# Carbon Collective V Gtechniq



## Mark R5 (May 21, 2013)

I've used the Gtechniq wheel armour on my old car and was very impressed with it. Lasted ages and ages. 

Just bought the Platinum Wheels as I thought I'd try something different. 

Anyone used both products and if so which did you prefer? Looking from a longevity perspective. 

Cheers


----------



## Kimo (Jun 7, 2013)

Comes from the same manufacturer so take your pick

Personally though gtech for better Customer service


----------



## Mark R5 (May 21, 2013)

Ahh right was unaware of that. Well in that case I am expecting similar results then. Cheers Kimo.


----------



## Ric325i (May 5, 2015)

Did anybody compare Gtech C5 with Gyeon Rim and what where youre findings?
How long wil C5 last?


----------



## Kyle 86 (Jun 15, 2013)

Ric325i said:


> Did anybody compare Gtech C5 with Gyeon Rim and what where youre findings?
> How long wil C5 last?


Probably about 18 months if prepped and applyed properly

Sent from my SM-G920F using Tapatalk


----------



## Blueberry (Aug 10, 2007)

C5 lasts at least 18 months on our alloys


----------



## Ric325i (May 5, 2015)

@kyle 86,@Blueberry, Thanks for the information!


----------



## great gonzo (Nov 4, 2010)

I'm 13 months strong with C5 and its showing no signs of giving up. As soon as the weather warms up I will be stripping it off and polishing the wheels and reapplying C5 wouldn't use anything else now, don't know why you would. 

Gonz.


----------



## Kimo (Jun 7, 2013)

I'd use dlux or cquartz over c5 tbf

Both bead and sheet much better than c5

Cquartz is insane on wheels


----------



## Blueberry (Aug 10, 2007)

C5 is not known for its beading but then beads are not that important. It does however, sheet water right off the wheels. Having used it for 5 years plus, I wouldn't use anything else.


----------



## Luke Knott (Feb 25, 2015)

Just a side note, C1 C4 and C5 are the exact same product


----------



## Yellow Dave (Apr 5, 2011)

I typically use C5 but have just applied DLUX to my wheels the other week. 

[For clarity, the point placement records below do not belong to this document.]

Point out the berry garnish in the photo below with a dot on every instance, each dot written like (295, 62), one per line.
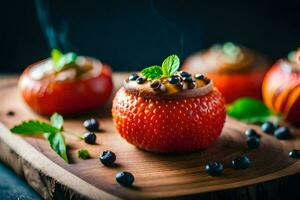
(268, 127)
(185, 74)
(295, 153)
(133, 77)
(141, 80)
(241, 162)
(83, 154)
(91, 124)
(124, 178)
(199, 76)
(251, 133)
(155, 85)
(282, 133)
(174, 80)
(214, 168)
(89, 137)
(253, 142)
(107, 158)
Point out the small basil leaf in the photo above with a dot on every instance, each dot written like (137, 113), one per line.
(56, 55)
(152, 72)
(249, 110)
(57, 120)
(170, 65)
(57, 143)
(32, 127)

Wasn't as nice to apply although neither are difficult. 
First few washes with a pressure rinse and plain shampoo neither are performing any better than the other. 
Beading on a wheel isn't really important as once a fine layer of brake dust after a days use there is very little present anyway. 

I've typically managed 20,000 + with C5, I last used DLUX on a friends car that does less miles and he wanted to reapply it after a year and 10,000 miles as he wasn't happy with it's performance


----------